Eu sinto muito! Desconhecida assassinada, queimada e enterrada como indigente

A mulher abandonada como um animal, depois de ter sido violentada, esfaqueada e ter o corpo carbonizado no acostamento entre as ruas Ângela Maria Cardoso e Maria Aparecida Nicoleti, no Parque Laguna, em Taboão da Serra, no começo da noite da sexta-feira, 18, foi sepultada na tarde desta quarta-feira, 23, como indigente no cemitério da Saudade, em Taboão. Ela ficou 5 dias no IML e não foi identificada.

Nenhum familiar, parente, ou amigo foi até o IML de Taboão reclamar o corpo incendiado daquela mulher não identificada. Ninguém a velou. Ninguém chorou sua morte ou depositou flores em seu túmulo. Não dá pra saber se a mulher desconhecida vai fazer falta a algum coração que chegou a ocupar em vida. Não dá pra saber se a sua morte vai ser esclarecida e nem se os culpados serão punidos. Mas, dá pra saber e sentir que ninguém merece morrer assim.

Eu vi aquela mulher com o corpo ainda em chamas.
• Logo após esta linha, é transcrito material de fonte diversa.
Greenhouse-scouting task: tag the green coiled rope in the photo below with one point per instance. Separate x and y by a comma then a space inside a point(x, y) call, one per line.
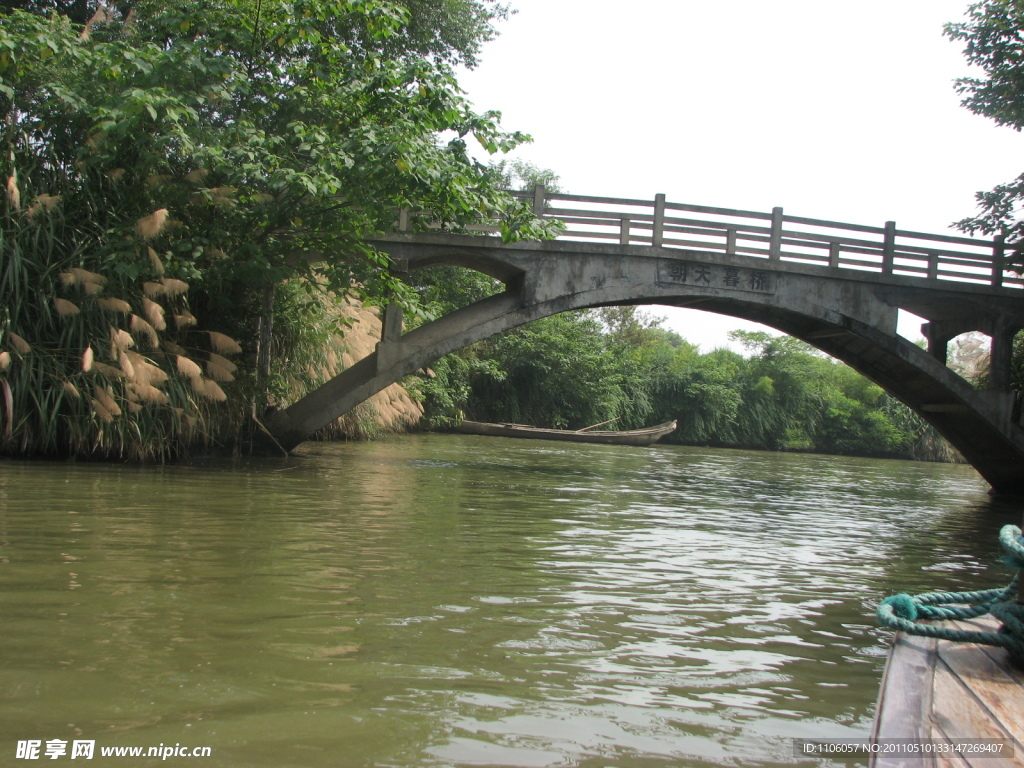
point(901, 612)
Os braços e as pernas enrijecidas pra cima (soube que ela foi trancada em um porta-malas e por isso ficou com aquele aspecto). Havia um silêncio macabro ali, contrastando com gritos ensurdecedores dentro de mim, que repetiam a todo instante: eu vi uma mulher com o corpo em chamas, lançada no acostamento de uma rua com poucas casas e iluminação.

Eu vi um homem apagar o fogo que ardia na pele dela com certa resignação. Ele usava uma garrafa pet como num churrasco, aliás, o cheiro era esse também. Eu vi muitos olhares acostumados a cenas tão monstruosas que nem se surpreendem mais. E vi, acima de tudo, que isso precisa acabar, que é preciso levantar vozes para dizer que essa violência absurda contra as mulheres tem que acabar.

Eu não sei se aquela mulher teve uma vida feliz. Não sei se ela fez alguém feliz. Talvez ela vivesse nas ruas, usasse drogas, vivesse num bordel. Talvez ela fosse uma pessoa ruim. Talvez fosse doente. Não sei nada sobre aquela mulher queimada. Só sei que aquela imagem e todas as sensações que ela despertou dentro de mim precisam de alguma foram ganhar um nome, um rosto, uma história, uma resposta.

Foi por isso que nesses dias eu quase não consegui escrever. Foi por isso que eu quase não dormi. Foi por isso que tanto senti essa dor. Eu não acredito em acaso. Eu acredito em Deus. Acredito num plano para todas as coisas que vivemos e sentimos. Acredito que todas as vezes que nossa alma fica inquieta e não encontramos consolo é Deus que vai nos responder. É a Ele que agora eu me volto.

À você, mulher desconhecida e queimada, eu preciso dizer que sinto muito. Eu sinto que existam pessoas tão cruéis ao nosso redor. Eu sinto muito que apesar de tantas mortes ainda existam tantas mulheres sentindo medo.

Eu sinto por todas as meninas que não podem andar nas ruas sem sentir medo de serem estupradas. Sinto pelas mulheres que apanham dos homens que deveriam amá-las. Eu sinto muito por saber que toda essa crise econômica vai gerar mais violência às mulheres dentro dos lares e nas ruas. Eu sinto saber que mesmo depois de tantas vidas perdidas, ainda tenha gente achando que esse não é assunto que importa.

Mulher desconhecida, assassinada, queimada e enterrada como indigente, eu sinto muito pela sua morte cruel! Esse texto é para que todos saibam que você existiu e como morreu. É para que eu possa acordar amanhã mais leve depois de transformar essa dor solitária em palavras.